LA ORACIÓN DEL FARISEO Y LA DEL PUBLICANO. DOMINGO 30 C 2013

La parábola del fariseo y el publicano es la parábola del “bueno” y el “malo”; la del religioso y el pecador. Los fariseos se tenían por buenos, cumplidores de la ley. Jesús les acusa reiteradamente de que no autoriza esa religiosidad que cumple la literalidad de la norma pero que no la trasciende y que, más bien, llega, incluso, a olvidar el espíritu de lo que está escrito. Pero Jesús pide más, pide un paso hacia la misericordia y el amor indulgente.

San Lucas nos introduce de forma muy clara cuál es el hecho al que quiere responder esta enseñanza de Jesús. Ese hecho es la idea de que yo soy bueno pero condeno al pecador; descalifico al hermano; me creo mejor que él y le llego a despreciar. El publicano es tenido en su sociedad como un pecador público; ha traicionado a los hijos de Israel y vive del robo de comisiones en la recaudación de los impuestos para los romanos. Su pecado, conocido por todos, es la traición a Dios y el robo. Notemos que los pecados del fariseo son privados y no son de conocimiento público, lo cual le otorga cierta ventaja al descalificar al pecador público. Ahora bien, él sí debería conocer su pecado; debería saberse imperfecto y, por tanto, necesitado, igualmente, de la misericordia de Dios. Una buena parte del problema estriba en que no reconociéndose pecador, quiere presentarse como justo ante Dios comparándose con un pecador público. Pues bien, Dios conoce su vida, su interior, su pecado, y desautoriza su oración. El contraste de los personajes de la parábola se hace más manifiesto cuando conocemos el contenido de la oración del publicano. Él se sabe pecador y esa, precisamente, es la diferencia de su oración. El fariseo, siendo pecador, intenta autojustificarse y acusa al próximo. El publicano ni siquiera repara en la presencia del otro; su oración es una plegaria de misericordia y de perdón. Este hombre está en la realidad; el fariseo está en una mentira y engaño permanentes; su oración es una farsa.

¿De qué podríamos presumir ante Dios? Si nos presentamos ante él con soberbia, ¿cómo podría Dios darnos la razón? Si todos somos pecadores, ¿cómo podría un pecador acusar o condenar a otro pecador? Solo si nos damos cuenta de esto somos realistas, pues el ser humano, a la vez que es creación de Dios, es también pecador por naturaleza. Solo Jesús y la Virgen María han pasado por esta vida sin conocer el pecado.
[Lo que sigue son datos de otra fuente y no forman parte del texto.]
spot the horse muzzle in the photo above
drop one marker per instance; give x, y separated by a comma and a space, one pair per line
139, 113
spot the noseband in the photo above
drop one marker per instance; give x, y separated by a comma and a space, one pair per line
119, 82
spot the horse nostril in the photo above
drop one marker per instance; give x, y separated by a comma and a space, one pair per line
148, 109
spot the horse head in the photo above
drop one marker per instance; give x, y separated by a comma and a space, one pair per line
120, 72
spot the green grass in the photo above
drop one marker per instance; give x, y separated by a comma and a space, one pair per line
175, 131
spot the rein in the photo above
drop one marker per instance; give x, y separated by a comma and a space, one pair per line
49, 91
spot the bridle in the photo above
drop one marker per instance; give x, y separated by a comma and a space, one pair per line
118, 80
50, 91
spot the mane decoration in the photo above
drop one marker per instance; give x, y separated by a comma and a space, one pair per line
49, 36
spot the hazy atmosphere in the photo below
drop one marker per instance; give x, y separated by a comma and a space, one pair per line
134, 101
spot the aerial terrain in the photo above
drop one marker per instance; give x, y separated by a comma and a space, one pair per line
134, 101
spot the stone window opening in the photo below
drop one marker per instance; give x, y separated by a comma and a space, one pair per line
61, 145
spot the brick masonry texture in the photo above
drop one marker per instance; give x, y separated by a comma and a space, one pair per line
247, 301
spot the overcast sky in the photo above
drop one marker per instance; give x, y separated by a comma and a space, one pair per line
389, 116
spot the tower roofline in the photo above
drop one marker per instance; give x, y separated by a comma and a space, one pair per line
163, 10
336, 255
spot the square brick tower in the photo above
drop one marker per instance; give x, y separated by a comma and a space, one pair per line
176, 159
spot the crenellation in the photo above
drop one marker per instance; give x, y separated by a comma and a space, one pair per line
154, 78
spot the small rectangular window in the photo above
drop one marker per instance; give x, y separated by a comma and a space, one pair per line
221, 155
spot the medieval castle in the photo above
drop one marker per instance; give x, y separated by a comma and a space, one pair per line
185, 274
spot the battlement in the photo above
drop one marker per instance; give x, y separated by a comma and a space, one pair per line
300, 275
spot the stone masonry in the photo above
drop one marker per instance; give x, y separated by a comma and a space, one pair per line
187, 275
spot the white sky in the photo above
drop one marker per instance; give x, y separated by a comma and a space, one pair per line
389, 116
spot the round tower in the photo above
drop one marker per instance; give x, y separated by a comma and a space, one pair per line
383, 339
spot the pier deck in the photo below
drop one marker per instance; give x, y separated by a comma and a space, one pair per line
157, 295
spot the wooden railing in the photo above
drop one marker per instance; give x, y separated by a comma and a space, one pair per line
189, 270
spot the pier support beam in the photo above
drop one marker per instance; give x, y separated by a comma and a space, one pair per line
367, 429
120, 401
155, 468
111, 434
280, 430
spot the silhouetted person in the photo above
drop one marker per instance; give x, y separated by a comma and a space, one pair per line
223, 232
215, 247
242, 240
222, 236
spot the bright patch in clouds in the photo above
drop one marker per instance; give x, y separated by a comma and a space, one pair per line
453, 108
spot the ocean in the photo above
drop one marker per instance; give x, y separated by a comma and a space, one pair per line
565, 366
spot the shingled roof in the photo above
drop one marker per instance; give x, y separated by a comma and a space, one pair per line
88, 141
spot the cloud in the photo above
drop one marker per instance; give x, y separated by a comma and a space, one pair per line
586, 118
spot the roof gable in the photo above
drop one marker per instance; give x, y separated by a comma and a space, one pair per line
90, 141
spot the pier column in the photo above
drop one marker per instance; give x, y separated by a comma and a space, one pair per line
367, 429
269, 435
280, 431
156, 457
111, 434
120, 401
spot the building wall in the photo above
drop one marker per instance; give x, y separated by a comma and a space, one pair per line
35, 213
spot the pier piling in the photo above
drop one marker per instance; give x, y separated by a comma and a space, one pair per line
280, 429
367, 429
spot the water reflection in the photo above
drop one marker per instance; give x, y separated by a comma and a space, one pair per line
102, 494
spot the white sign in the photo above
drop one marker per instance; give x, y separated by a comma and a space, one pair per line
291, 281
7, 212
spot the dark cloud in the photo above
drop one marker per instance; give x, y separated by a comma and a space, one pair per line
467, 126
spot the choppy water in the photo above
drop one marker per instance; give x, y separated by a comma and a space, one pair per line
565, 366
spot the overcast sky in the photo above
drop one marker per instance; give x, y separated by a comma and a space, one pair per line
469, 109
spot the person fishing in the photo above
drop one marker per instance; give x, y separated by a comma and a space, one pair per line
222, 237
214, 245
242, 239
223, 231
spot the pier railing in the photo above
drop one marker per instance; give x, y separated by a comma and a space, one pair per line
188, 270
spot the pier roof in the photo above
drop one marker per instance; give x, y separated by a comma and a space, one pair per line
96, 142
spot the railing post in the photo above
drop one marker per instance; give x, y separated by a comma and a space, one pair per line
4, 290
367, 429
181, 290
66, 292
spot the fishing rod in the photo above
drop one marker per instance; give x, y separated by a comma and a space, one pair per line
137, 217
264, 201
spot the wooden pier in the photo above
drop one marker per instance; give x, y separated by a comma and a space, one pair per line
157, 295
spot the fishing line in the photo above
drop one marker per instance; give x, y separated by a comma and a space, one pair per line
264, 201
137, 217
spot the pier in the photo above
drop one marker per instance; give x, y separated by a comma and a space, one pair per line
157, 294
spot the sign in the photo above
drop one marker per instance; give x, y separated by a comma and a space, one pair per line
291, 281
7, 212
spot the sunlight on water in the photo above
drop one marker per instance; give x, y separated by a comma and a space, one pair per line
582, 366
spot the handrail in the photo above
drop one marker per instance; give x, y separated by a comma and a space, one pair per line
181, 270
Y, por otra parte, ¿cómo despreciar y condenar al hermano? Ni aunque fuera el peor ser del género humano, solo Dios tendría la capacidad para juzgarle; y no solo porque es el Señor de todos, sino también porque es el único que puede juzgar y condenar. Algunos que creyeron en Jesús pensaron que sería él quien separaría ya entonces el trigo de la parva (véase el caso del Bautista, por ejemplo); pero, incluso entonces, Jesús nos enseña que en esta vida crecerán juntos el trigo y la cizaña: que la separación del grano bueno de las malas yerbas solo se dará al final. Al final de los tiempos.... Al final de la vida... En cada uno de nosotros hay trigo y hay también malas yerbas. Por eso hemos de ser purificados. Pero también por eso no podemos condenar a nadie, pues en el otro también Dios podrá encontrar trigo. Es el fruto de la semilla de Dios que todos llevamos dentro porque somos creación suya. De ahí nuestra capacidad para la reacción, para enderezar nuestro camino errado, para iniciar nuestra conversión. Y es en eso donde Dios nos quiere ver. Porque todo empieza con el reconocimiento del propio pecado. Si focalizamos el punto de atención en el pecado del otro, nos estamos engañando a nosotros mismos. Ese foco de atención ha de mirar hacia el propio pecado; es entonces cuando se puede poner en marcha la suficiente humildad para ver nuestra propia realidad y para comenzar el camino de conversión. La conversión del vecino depende de él; es nuestra propia conversión la que depende de nosotros mismos y de la que tendremos que responder.